Who is right? What policies should we invest in to address unemployment? We don't know because we lack basic data about the unemployed.
Investment in a survey of unemployed DC residents by a research company on an annual basis would cost a fraction of what these policies cost, and would help ensure we are actually targeting the true causes of unemployment.
Who are the training providers and are they effective?
The District has no data on the effectiveness of training providers across the city. In fact, the director of one training provider recently told me that the Department of Employment Services (DOES) actually has no comprehensive list of training providers at all.
The training providers, known as Workforce Development Organizations, provide a range of services from soft skills training and hard skills training to case management of jobless clients. What percentage of their clients get a job? More importantly, what percentage of their clients are still employed a year or two later? No one knows.

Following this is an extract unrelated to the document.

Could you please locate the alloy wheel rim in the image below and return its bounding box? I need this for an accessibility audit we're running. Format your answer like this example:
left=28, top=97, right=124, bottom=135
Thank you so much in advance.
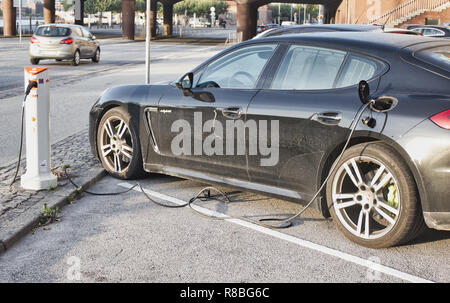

The DC Department of Employment Services (DOES) should require such reporting by recipients of government funding. This data could presumably be verified using payroll tax data.
Of course, no one knows the extent to which we should even invest in job training because we have no definitive profile of the obstacles to employment faced by jobless residents.
What development projects have received incentives, and have they been worth it?
The CFO's office does not track economic impact of development projects that receive incentives. In fact, there appears to be no comprehensive list in existence of companies that have received tax incentives for development projects over the past 5-10 years.
The District has provided billions of dollars in tax abatements and TIF financing to developers over the past decade. The rationale of proponents is that these investments bring a return to the District in the form of corporate property taxes, sales taxes and jobs for DC residents. If proponents of what some call corporate welfare are so sure that these returns are real, then why not track and report them to bolster their case?
All this data should exist in the Office of Tax and Revenue's (OTR) integrated tax system. OTR says that sales taxes cannot be tracked by address when retailers have multiple DC locations. However, recipients of incentives could simply be required to report such data by address as a condition of receiving incentives.
Hotels under construction currently in the District are receiving over $500 million of tax incentives in total. While some are questioning whether we will really see that money in higher tax revenues, the reality is we will never know.
It's difficult to solve problems when you don't know their causes or whether previous attempted solutions worked. When such information is lacking, then dogma and stereotyping supplants reasonable, data-driven policy discussions.